The Protector stood after briefly inspecting the paper the guard handed
him. "You have the fee?"
"Yes, Protector Muksin." Nicci handed over the coin.
He glanced at it before pocketing the silver. "Fines for civil
violations are steep," he said cryptically as his dark eyes halted to
measure her reaction.
Nicci licked her lips, her hopes suddenly buoyant. She had passed the
first test by paying the fee. The greedy bastard was now demanding money for
Richard's life.
Nicci spoke cautiously, fearing to make a mistake. "If I knew the fine,
Protector, I believe I could raise the money."
The Protector peered at her with an intensity that made sweat break out
across her brow. "A man needs to prove his repentance. A fine that cuts to
the bone is a sure way to show remorse for a civil infraction. Less, and we
will know the penance insincere.
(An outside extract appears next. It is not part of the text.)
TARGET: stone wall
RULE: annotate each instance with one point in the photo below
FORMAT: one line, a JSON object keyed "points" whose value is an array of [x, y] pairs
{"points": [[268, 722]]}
Day after tomorrow, at this time, those who
have confessed to such infractions and have someone who can pay the price of
the fine, are brought before me for disposition."
He had named the price: everything. He had told her what Richard had to
do. She wanted to tear out the man's fat throat.
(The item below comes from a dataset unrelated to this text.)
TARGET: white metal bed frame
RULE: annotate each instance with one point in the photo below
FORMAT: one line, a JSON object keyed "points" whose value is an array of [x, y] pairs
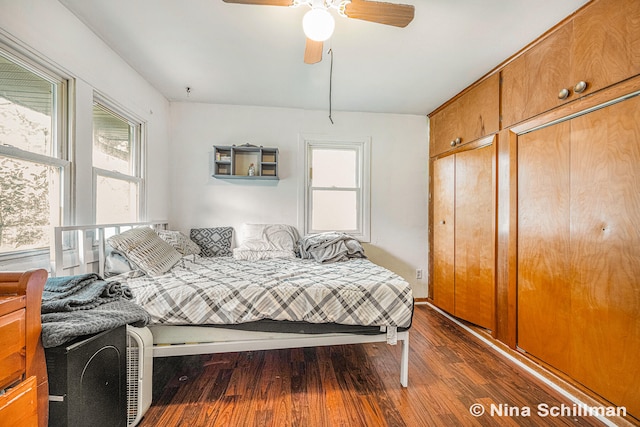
{"points": [[81, 249]]}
"Thank you for your kind understanding of my husband's civil
indiscretion. If I could see him, I will see that he hurts to the bone in
remorse."
He smiled a thin sweaty smile. "See that you do, young lady. Men left
too long down here with their guilt end up confessing to the most terrible
things."
Nicci swallowed. "I understand, Protector Muksin."
The torture would not stop until the man had the price.
The guard seized her arm abruptly and yanked her off down a pitch-black
corridor, holding his two lanterns in his other hand. They went down another
flight of stairs, down to the very bottom of the stronghold. The narrow
passageway burrowed its crooked way through the stone of the foundation,
past rooms purpose-built to hold criminals. Being not far from the river,
water seeped into the place, leaving it forever slimy, wet, and reeking of
rot. She saw things skitter away into the blackness.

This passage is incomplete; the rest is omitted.